Perhaps the most impressive facet of Max: The Curse of Brotherhood’s design is that the addition of each new power changes the way in which you can use your existing powers. Tree branches become makeshift platforms, then become rafts, then become cannons. Max: The Curse of Brotherhood makes full use of its mechanics and the game is at its most fun when it challenges you to find innovative uses for your powers in order to solve environmental puzzles.
Visually, Max: The Curse of Brotherhood looks like a playable version of a children’s TV show — an art style which has aged relatively well in the four and a half years since its initial release -— however the story unfortunately also attracts those same parallels. You arrive and are met by the ostensibly ‘good’ character who is immediately convinced that only you can banish the ‘ancient evil’, in this case a cackling old man named Mustacho.
The story is only a skeleton on which to hang the gameplay, putting pressure on the gameplay to provide the hook — a test that, thankfully, the game passes more often than not.
However, Max: The Curse of Brotherhood also struggles to offer a consistent enough challenge. Most areas are immediately passable with the briefest of consideration, which serves only to make any difficulty spikes frustrating rather than rewarding. Throughout, there is the option to collect sections of an amulet by navigating to much harder to reach areas. These are usually the best puzzles in the game and Max: The Curse of Brotherhood could offer more collectables or challenges such as these to engage the more experienced player.
Following in a long line of Switch ports, Press Play’s 2013 platformer came to Nintendo Switch in December of 2017, however Max: Curse of Brotherhood is structurally built for the Switch. Seven chapters are split up into smaller sections, each around ten to fifteen minutes long, bringing the game’s running time to roughly seven hours depending on the strength of your urge to collect.

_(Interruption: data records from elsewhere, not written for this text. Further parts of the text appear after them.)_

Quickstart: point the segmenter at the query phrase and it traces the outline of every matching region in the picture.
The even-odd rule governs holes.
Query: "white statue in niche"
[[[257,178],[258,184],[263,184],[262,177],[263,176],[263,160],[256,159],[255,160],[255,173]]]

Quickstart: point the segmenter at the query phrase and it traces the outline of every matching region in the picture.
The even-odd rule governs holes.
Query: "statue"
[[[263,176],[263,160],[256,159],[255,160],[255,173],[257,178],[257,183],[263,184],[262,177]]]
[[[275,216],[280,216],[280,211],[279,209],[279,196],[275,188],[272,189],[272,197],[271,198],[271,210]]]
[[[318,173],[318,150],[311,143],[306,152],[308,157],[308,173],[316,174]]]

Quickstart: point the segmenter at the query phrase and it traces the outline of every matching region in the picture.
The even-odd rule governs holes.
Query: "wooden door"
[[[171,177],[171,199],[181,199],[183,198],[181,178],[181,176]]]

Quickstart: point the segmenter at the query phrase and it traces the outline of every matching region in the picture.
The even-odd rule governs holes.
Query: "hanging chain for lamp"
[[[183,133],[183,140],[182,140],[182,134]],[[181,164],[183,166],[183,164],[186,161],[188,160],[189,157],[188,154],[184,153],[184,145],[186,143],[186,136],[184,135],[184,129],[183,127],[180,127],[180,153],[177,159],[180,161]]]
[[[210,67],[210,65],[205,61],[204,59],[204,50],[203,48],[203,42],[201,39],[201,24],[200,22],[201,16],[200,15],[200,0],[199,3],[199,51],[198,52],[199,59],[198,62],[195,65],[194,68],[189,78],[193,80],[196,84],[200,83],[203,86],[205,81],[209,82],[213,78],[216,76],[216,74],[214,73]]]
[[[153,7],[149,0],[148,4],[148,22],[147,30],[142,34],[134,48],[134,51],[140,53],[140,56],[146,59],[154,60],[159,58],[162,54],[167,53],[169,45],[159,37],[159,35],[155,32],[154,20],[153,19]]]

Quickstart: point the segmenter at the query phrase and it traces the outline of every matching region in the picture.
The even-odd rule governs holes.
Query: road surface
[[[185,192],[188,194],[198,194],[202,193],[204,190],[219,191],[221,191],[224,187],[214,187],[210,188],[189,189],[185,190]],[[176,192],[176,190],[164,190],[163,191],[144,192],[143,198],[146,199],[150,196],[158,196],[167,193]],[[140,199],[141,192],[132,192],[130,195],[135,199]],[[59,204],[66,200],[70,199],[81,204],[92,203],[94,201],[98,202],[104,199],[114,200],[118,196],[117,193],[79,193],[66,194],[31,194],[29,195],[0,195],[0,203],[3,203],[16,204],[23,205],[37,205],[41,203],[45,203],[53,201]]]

This makes Max: The Curse of Brotherhood perfect for on-the-go play. Short journeys can give you enough playtime to make quantifiable and satisfying progress, which is a serious plus compared to large, open-world games where fifteen minutes may amount to meandering listlessly in a field.
Where the port is less successful is translating the controls to the Switch. There are occasions where Max: The Curse of Brotherhood builds up excellent momentum in a chase sequence or otherwise, only for that momentum to be stifled by cumbersome controls. Moving your marker to where it should be or where you want it feels heavy and unresponsive, undoing some intelligent puzzle designs or straight up causing you to die.
Ultimately, Max: The Curse of Brotherhood is a charming but frustrating experience. Its mechanics are simple, but interact brilliantly to become far more than the sum of their constituent parts — and yet the game leaves you feeling like they aren’t used to their fullest. There is an excellent basis for a very good game in Max: Curse of Brotherhood and the occasions where its positives coalesce concurrently make the game worth picking up, but they are too few to make it essential.
Max: The Curse of Brotherhood is available for download on the Nintendo eShop, as well as on Xbox One, PS4, and PC.